In a previous lifetime, Carolina was a diplomat in New York before realising that her destiny lay back in her home of Costa Rica helping to clean the ocean and her local environment one piece of plastic at a time.
Today, Carolina lives the simple life in a small beach hut on the beach in Costa Rica, which itself she says was ‘a gift from nature’ thanks to being built from a large tree that was felled on the beach in a storm.
After becoming despondent around how little she could achieve on her own, she set up ‘5-minute beach clean up’ as a hashtag’ and profile on Instagram in a shout out to spike global interest and rally change.
What’s the challenge?
The crisis of worldwide plastic pollution is universal. Never in history has there been a bigger environmental issue with more awareness and such glaringly obvious facts around the topic for all to see.
While there are many positive initiatives now happening, the damage of the last 60 years since mass manufacturing of plastic began is so widespread that we are still only at the beginning of our diminishing chance to limit the long term damage to our planet and humanity.
What’s the solution?
Carolina founded the Instagram @5minutebeachcleanup as a straightforward challenge to everyone all over the world.
Would you sacrifice 5 minutes of your beach time to tossing rubbish?
On her feed, Carolina invites her growing number of followers to tag their own clean-up photos and then reposts participants.
To date, the feed has notched up 63k followers, inspired thousands to conduct their own 5-minute beach clean-ups and brought Carolina global media attention with numerous interviews and added exposure for the movement.
Carolina is now working with Bionic Yarn, BIONIC® a material engineering company supplying consumer and industrial markets with fully traceable, high-grade textiles made from recycled coastal and marine plastic.
Carolina believes that it’s the younger generation who can have the biggest impact because they have a different mindset and truly get it. For them, it’s plain common sense.

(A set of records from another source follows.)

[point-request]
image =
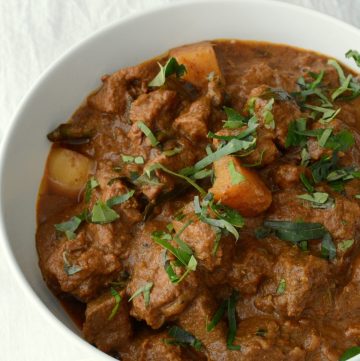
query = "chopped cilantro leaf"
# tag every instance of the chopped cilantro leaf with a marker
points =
(171, 67)
(145, 290)
(355, 55)
(117, 298)
(345, 245)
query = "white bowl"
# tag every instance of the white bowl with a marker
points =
(65, 84)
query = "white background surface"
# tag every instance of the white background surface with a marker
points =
(34, 33)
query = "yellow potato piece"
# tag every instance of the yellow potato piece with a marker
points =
(239, 187)
(68, 170)
(200, 60)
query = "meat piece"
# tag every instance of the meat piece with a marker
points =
(153, 348)
(192, 123)
(258, 339)
(167, 299)
(306, 281)
(108, 334)
(200, 61)
(340, 220)
(121, 87)
(194, 320)
(287, 175)
(315, 150)
(166, 183)
(156, 109)
(348, 301)
(201, 237)
(251, 264)
(111, 186)
(94, 257)
(283, 112)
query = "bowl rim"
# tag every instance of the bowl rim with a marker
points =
(11, 127)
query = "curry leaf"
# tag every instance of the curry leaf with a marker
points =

“I think that happiness is that feeling we all have when you are aware of something and you want to share it as well. This is what we call “Pura Vida” in Costa Rica (The pure life).”Carolina Sevilla
What will the positive outcome be?
Although 5 minutes might not sound like long enough for much of a cleanup, every little bit counts. Which is, of course, the whole point.
When more people get involved, those same 5 minutes become hours, days, and even weeks. Imagine how much cleaning up can be achieved in that time if we shared the responsibility locally?
It’s a great opportunity to teach kids, family members, friends, colleagues, etc. about the importance of oceans, beaches, marine life, and how it relates to us.
How can you travel to change the world?
Congratulations! By reading this post and taking some of these insights on board, you’ve already made a difference.
Now you can easily create your impact by sharing your new-found knowledge with other friends who you think would also be interested.
Ultimately, responsible travel comes down to common sense – stay curious, keep yourself up-to-date with the challenges at hand and make yourself accountable for your actions on your travels.